All we need is... Love
With today being World Kindness Day, I couldn't very well not write a few words about one of the most important acts of kindness that is within our gift to bestow on others: love. At a time of continued turbulence and significant social divide, arguably we need to double down on love more than ever. The fact is that, as human beings, we need love to thrive. Without it, we merely survive or, worse, struggle significantly. Problems seem so much lighter and hurdles easier to surmount, when we are surrounded by people who care.

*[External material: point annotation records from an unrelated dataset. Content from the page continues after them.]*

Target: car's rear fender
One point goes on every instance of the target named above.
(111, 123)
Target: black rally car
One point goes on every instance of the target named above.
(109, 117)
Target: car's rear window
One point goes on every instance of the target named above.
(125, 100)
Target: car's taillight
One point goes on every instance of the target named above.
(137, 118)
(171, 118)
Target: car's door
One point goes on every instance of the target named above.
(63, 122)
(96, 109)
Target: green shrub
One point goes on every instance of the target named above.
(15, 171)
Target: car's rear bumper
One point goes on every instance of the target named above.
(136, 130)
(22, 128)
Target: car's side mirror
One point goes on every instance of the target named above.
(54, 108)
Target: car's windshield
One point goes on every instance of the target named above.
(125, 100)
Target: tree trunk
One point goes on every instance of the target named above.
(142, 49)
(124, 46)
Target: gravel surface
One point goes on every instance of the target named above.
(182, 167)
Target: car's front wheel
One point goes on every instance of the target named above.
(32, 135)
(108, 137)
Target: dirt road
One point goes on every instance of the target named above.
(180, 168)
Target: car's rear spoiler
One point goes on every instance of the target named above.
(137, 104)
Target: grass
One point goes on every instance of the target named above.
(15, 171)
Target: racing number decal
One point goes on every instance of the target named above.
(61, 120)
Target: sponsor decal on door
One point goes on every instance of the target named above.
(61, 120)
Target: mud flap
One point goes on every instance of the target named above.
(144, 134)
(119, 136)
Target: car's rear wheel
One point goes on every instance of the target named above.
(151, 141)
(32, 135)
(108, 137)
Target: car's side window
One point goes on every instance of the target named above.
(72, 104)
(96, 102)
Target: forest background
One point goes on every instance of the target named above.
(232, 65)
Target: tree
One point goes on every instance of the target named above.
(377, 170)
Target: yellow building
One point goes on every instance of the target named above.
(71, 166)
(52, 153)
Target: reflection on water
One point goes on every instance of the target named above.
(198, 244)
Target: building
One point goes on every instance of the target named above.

I think we have all felt the impact that the various restrictions by local governments have had on our ability to love and feel loved. The physical distance means we haven't been able to hug our friends and family members as much as we might like, often for many months on end. The physical and psychological toll should not be underestimated. Social isolation and feelings of loneliness can have serious mental health implications, caused by the psychological stress that loneliness creates. However, just because we are physically isolated does not mean that we remain socially isolated. The advent of technology has provided us with a rare gift to be able to check-in with one another, no matter where we are in the world.
A couple of weeks ago, the UK's Prime Minister announced a further four-week lockdown, whereby non essential shops would close and social mixing between households would again be prohibited. That announcement occurred just over one week before my wife was due to celebrate a major birthday milestone. I had originally anticipated taking her to one of her favourite restaurants and arranging to meet up with her friends, in line with the lesser restrictions that had been in place. Suddenly, none of that was possible.
Not one to be easily deterred, I went about contacting as many of her family and friends as I could, to record video messages for her. The idea being, that I would surprise her on her birthday with an outpouring of love from those who couldn't be there in person to celebrate with her. The video compilation took on a life of its own and, with my creative juices flowing, the final cut was more than 30 minutes long, complete with a tear jerking soundtrack, as well as many happy memories. I incorporated messages from people around the whole world, from Canada and the US to Australia and Hong Kong.
The best bit was that I had managed to keep the whole thing a secret until the moment my wife started watching it - she was blown away. She explained afterwards that it had felt as if everyone had literally been there showering her with love. It was one of the best birthdays she had ever experienced and not one she was likely to forget in a hurry. While it may have taken me the best part of 20 hours to compile all the messages together, chase some of the stragglers, and edit it all together, it enabled me to forge closer bonds with her friends and family in the process. Plus she then had the pleasure of messaging everyone to say thank you for their beautiful messages, spreading love even further.
While there remain lots of hurdles to us being physically connected, we shouldn't let that stop us from staying socially connected. Our ability to offer kindness and forge connections are everywhere. Offering up a smile (rather than a scowl) when someone accidentally walks into us, can create a positive ripple that has the potential to touch many more people. Our emotions are contagious. Would it not be better to spread a stress reducing smile than an anger inducing scowl, knowing that you will positively affect their day and the days of those people that they later interact with. Similarly, it will leave you feeling good. We know that acts of kindness have a hugely positive effect on the giver, reducing stress and promoting positive mental health and wellbeing.
If you're looking to bolster those warm fuzzy feelings inside of you or perhaps looking for some inspiration as to what you can do to spread more love this winter, why not check-out John Lewis' latest Christmas advert. Invariably, the research is clear, if we wish to be happy and fulfilled: all we need is love.